Is Running Quietly Killing Your Gains?

Running Is Killing Your Gains And Science Backs It Up | One Thousand Solutions
Fitness & Science · June 2025

Running Is Quietly Killing Your Gains

Everyone tells you cardio is king. The science tells a more uncomfortable story. One the fitness industry does not want to talk about.

By One Thousand Solutions Editorial Reading time: ~7 min Category: Strength & Endurance

There's a sacred narrative in the fitness world: run more, live longer, look better. Marathon runners are held up as avatars of discipline. Running apps blast motivational quotes at you. Your doctor tells you to "get your cardio in." But almost nobody is telling you the full truth about what chronic running does to your muscle tissue. So we will.

Running, especially in high volumes and the wrong context, actively degrades your muscle mass. Not as a side effect. Not as a fringe case. As a documented, measurable, physiological consequence backed by decades of peer-reviewed research.

"The interference between endurance and strength training is real. And the single biggest variable runners ignore is what it costs them in lean mass."

Hickson, R.C. (1980), Journal of Applied Physiology[1]

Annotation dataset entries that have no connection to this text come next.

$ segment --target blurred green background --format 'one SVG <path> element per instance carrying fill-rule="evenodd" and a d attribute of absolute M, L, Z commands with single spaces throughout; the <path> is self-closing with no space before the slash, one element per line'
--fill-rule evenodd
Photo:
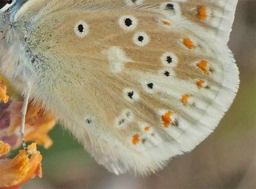
<path fill-rule="evenodd" d="M 58 125 L 50 132 L 53 145 L 39 148 L 42 178 L 22 188 L 255 188 L 255 7 L 254 0 L 239 1 L 229 43 L 241 73 L 237 97 L 215 131 L 195 150 L 151 176 L 117 176 Z"/>

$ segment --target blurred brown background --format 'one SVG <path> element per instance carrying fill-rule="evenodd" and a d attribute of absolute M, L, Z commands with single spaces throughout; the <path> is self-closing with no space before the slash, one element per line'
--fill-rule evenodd
<path fill-rule="evenodd" d="M 71 134 L 57 126 L 43 155 L 43 177 L 23 188 L 255 188 L 255 6 L 240 0 L 229 46 L 241 85 L 229 111 L 215 131 L 195 150 L 175 157 L 157 174 L 117 176 L 95 162 Z"/>

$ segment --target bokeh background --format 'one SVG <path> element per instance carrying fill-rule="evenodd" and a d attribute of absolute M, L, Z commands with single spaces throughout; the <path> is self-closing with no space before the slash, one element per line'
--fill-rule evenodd
<path fill-rule="evenodd" d="M 117 176 L 58 125 L 50 132 L 53 145 L 39 147 L 43 177 L 22 188 L 255 188 L 255 8 L 254 0 L 239 1 L 229 45 L 240 70 L 240 88 L 215 131 L 195 150 L 174 158 L 156 174 Z"/>

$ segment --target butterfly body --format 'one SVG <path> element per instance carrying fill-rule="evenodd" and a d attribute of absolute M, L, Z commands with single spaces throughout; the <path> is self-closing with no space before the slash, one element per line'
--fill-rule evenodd
<path fill-rule="evenodd" d="M 234 98 L 237 1 L 20 2 L 0 17 L 2 72 L 116 174 L 191 150 Z"/>

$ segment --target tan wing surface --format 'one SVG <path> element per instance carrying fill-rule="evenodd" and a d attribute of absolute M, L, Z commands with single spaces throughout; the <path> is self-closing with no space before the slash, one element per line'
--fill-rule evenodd
<path fill-rule="evenodd" d="M 182 2 L 52 0 L 31 19 L 32 97 L 116 174 L 154 172 L 194 149 L 237 91 L 226 44 L 202 35 L 230 28 L 193 15 L 214 3 Z"/>

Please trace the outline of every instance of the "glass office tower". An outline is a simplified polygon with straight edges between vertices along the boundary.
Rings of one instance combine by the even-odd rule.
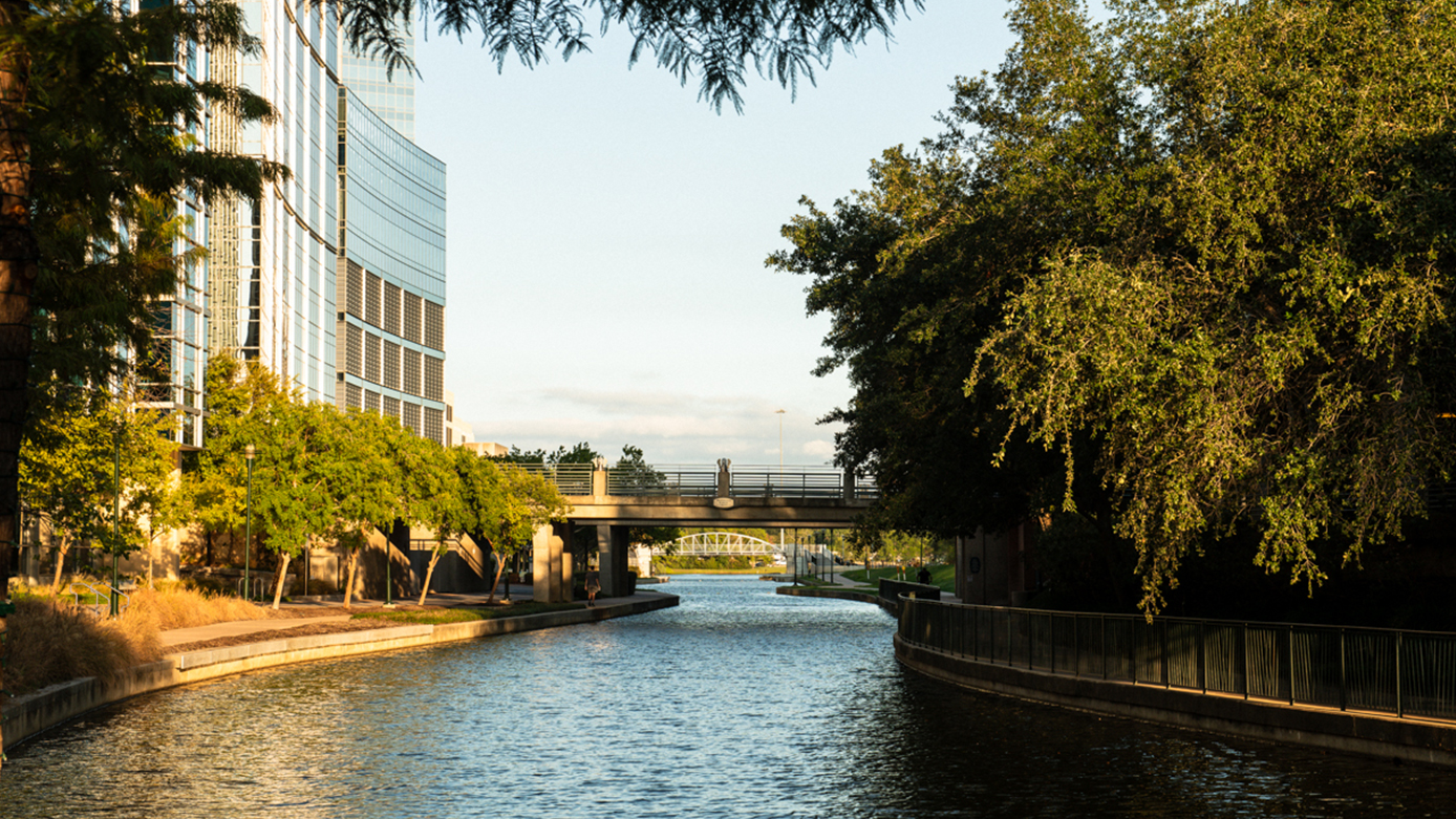
[[[261,361],[306,399],[333,401],[338,25],[326,4],[239,6],[262,51],[214,54],[214,77],[236,77],[278,116],[239,127],[214,115],[215,144],[282,163],[291,176],[258,202],[218,208],[208,348]]]
[[[338,406],[444,442],[446,166],[341,87],[338,179]]]
[[[138,0],[131,12],[153,7],[154,0]],[[169,54],[156,52],[156,68],[172,71],[178,80],[201,81],[208,76],[208,54],[194,42],[178,42]],[[207,145],[204,121],[191,127],[189,137]],[[183,217],[183,236],[176,240],[178,256],[204,247],[208,237],[208,211],[194,191],[176,199]],[[151,349],[130,351],[135,364],[135,401],[138,407],[175,413],[181,423],[175,441],[186,450],[202,445],[202,375],[207,369],[208,263],[188,260],[178,271],[176,288],[151,307]]]

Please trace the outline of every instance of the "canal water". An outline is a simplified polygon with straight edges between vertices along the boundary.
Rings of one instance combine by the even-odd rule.
[[[678,608],[140,697],[20,748],[0,818],[1450,816],[1456,774],[973,694],[877,607]]]

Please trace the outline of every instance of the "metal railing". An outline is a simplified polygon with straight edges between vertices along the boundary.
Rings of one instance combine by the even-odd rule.
[[[980,662],[1287,704],[1456,719],[1456,634],[900,599],[900,639]]]
[[[702,466],[654,466],[607,468],[607,495],[620,498],[712,498],[718,493],[718,470]]]
[[[517,464],[531,474],[556,484],[562,495],[591,495],[591,464]],[[607,495],[619,498],[715,498],[718,468],[713,466],[662,464],[607,470]],[[846,498],[844,471],[839,467],[747,466],[728,470],[732,498]],[[874,482],[855,482],[853,499],[874,500],[879,490]]]
[[[77,591],[76,586],[84,586],[86,592],[90,592],[89,595],[90,599],[96,602],[82,604],[82,595],[86,592]],[[116,604],[116,611],[127,611],[127,605],[131,604],[131,595],[128,595],[127,592],[115,589],[106,583],[102,583],[100,588],[98,589],[96,586],[87,583],[86,580],[71,580],[71,605],[74,605],[76,608],[89,608],[92,614],[98,617],[111,612],[111,595],[116,595],[119,601]]]

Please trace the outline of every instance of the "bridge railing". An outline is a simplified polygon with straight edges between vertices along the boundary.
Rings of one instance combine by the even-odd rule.
[[[718,471],[703,466],[652,466],[607,468],[607,495],[712,498],[718,492]]]
[[[591,464],[517,464],[539,474],[562,495],[593,495]],[[718,495],[718,468],[697,464],[654,464],[651,467],[609,467],[607,495],[625,498],[713,498]],[[728,492],[732,498],[846,498],[844,471],[830,466],[744,466],[728,470]],[[866,479],[855,483],[856,500],[879,496]]]
[[[900,639],[980,662],[1291,706],[1456,719],[1456,634],[901,598]]]

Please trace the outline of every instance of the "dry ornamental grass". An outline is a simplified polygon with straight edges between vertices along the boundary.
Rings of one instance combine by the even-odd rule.
[[[288,614],[181,585],[137,589],[116,620],[77,608],[66,596],[19,596],[6,618],[4,687],[26,694],[83,676],[115,679],[132,665],[162,658],[163,630],[269,617]]]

01. The Interference Effect: Not a Theory, a Fact

In 1980, American physiologist Robert Hickson published a landmark study that shook the concurrent training world. He found that combining endurance and resistance training simultaneously produced measurable attenuation in strength gains compared to strength training alone.[1] This became known as the "interference phenomenon" and it has been replicated and refined ever since.

A 2025 review published in Frontiers in Sports and Active Living confirmed that aerobic training, especially running performed before resistance training, activates competing molecular signaling pathways that blunt hypertrophy signals in skeletal muscle.[2] Specifically, endurance training ramps up AMPK (the cellular energy sensor), which suppresses mTOR, the very pathway your muscles need to grow.

~40%
Reduction in strength gains for concurrent training vs. resistance training alone in some studies[3]
72h
Time it can take for cortisol-driven muscle catabolism to normalize after a prolonged run[4]
1.6g
Per kg bodyweight: minimum protein required to offset muscle protein breakdown on high-run days[5]

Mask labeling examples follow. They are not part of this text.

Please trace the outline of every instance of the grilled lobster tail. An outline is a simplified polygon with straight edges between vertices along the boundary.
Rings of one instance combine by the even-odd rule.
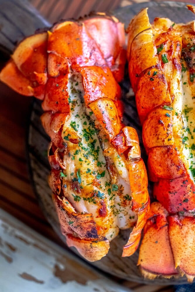
[[[128,29],[130,76],[159,202],[151,206],[138,262],[150,278],[195,275],[195,23],[156,18],[151,26],[146,9]]]
[[[23,41],[0,74],[16,91],[43,101],[49,183],[62,232],[90,261],[135,223],[123,255],[133,253],[149,206],[137,133],[121,121],[125,43],[114,18],[63,22]]]

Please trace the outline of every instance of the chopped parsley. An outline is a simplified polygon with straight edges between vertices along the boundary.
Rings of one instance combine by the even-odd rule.
[[[76,131],[76,132],[78,132],[78,130],[76,126],[76,122],[73,122],[72,121],[71,121],[70,126],[73,129],[74,129],[75,131]]]
[[[105,173],[106,173],[106,171],[104,170],[103,171],[102,171],[101,173],[99,173],[99,172],[98,172],[97,175],[96,175],[96,178],[97,179],[99,180],[101,178],[103,178],[104,176],[105,176]]]
[[[81,177],[80,170],[80,168],[78,170],[77,173],[77,175],[78,178],[78,181],[80,184],[81,183]]]
[[[159,54],[160,52],[161,52],[163,48],[164,45],[163,44],[162,44],[159,46],[157,48],[157,54]]]
[[[131,201],[132,199],[131,196],[130,196],[127,194],[124,196],[124,199],[127,201]]]
[[[96,196],[100,199],[103,199],[104,197],[104,195],[103,193],[101,193],[99,191],[98,191],[98,192]]]
[[[75,196],[73,194],[72,194],[72,196],[74,197],[74,200],[75,202],[79,202],[81,199],[81,197],[79,196]]]
[[[189,49],[191,52],[194,52],[194,51],[195,51],[195,45],[193,45]]]
[[[192,74],[190,74],[189,80],[190,80],[191,82],[193,82],[194,79],[195,78],[195,73],[193,73]]]
[[[67,175],[66,174],[64,174],[62,171],[61,171],[60,173],[60,175],[61,178],[66,178]]]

02. Cortisol: Running's Dirty Little Secret

Cortisol is not inherently evil. It is a stress hormone with legitimate roles in metabolism. But chronic endurance running keeps cortisol chronically elevated. Elevated cortisol increases protein catabolism, breaking down muscle amino acids to supply fuel when carbohydrate stores run low.[4]

The catabolic effects are dose-dependent. Short, high-intensity runs do not necessarily trigger significant muscle breakdown. But the long easy run your fitness influencer swears by? That 90-minute Zone 2 session? Your body eventually turns to its own muscle tissue as a fuel source, especially when you are training fasted or underfuelled.

⚠ Red Flag Scenario

Running fasted + high weekly mileage + insufficient protein = the trifecta of muscle loss. Many recreational runners unknowingly tick all three boxes every single week.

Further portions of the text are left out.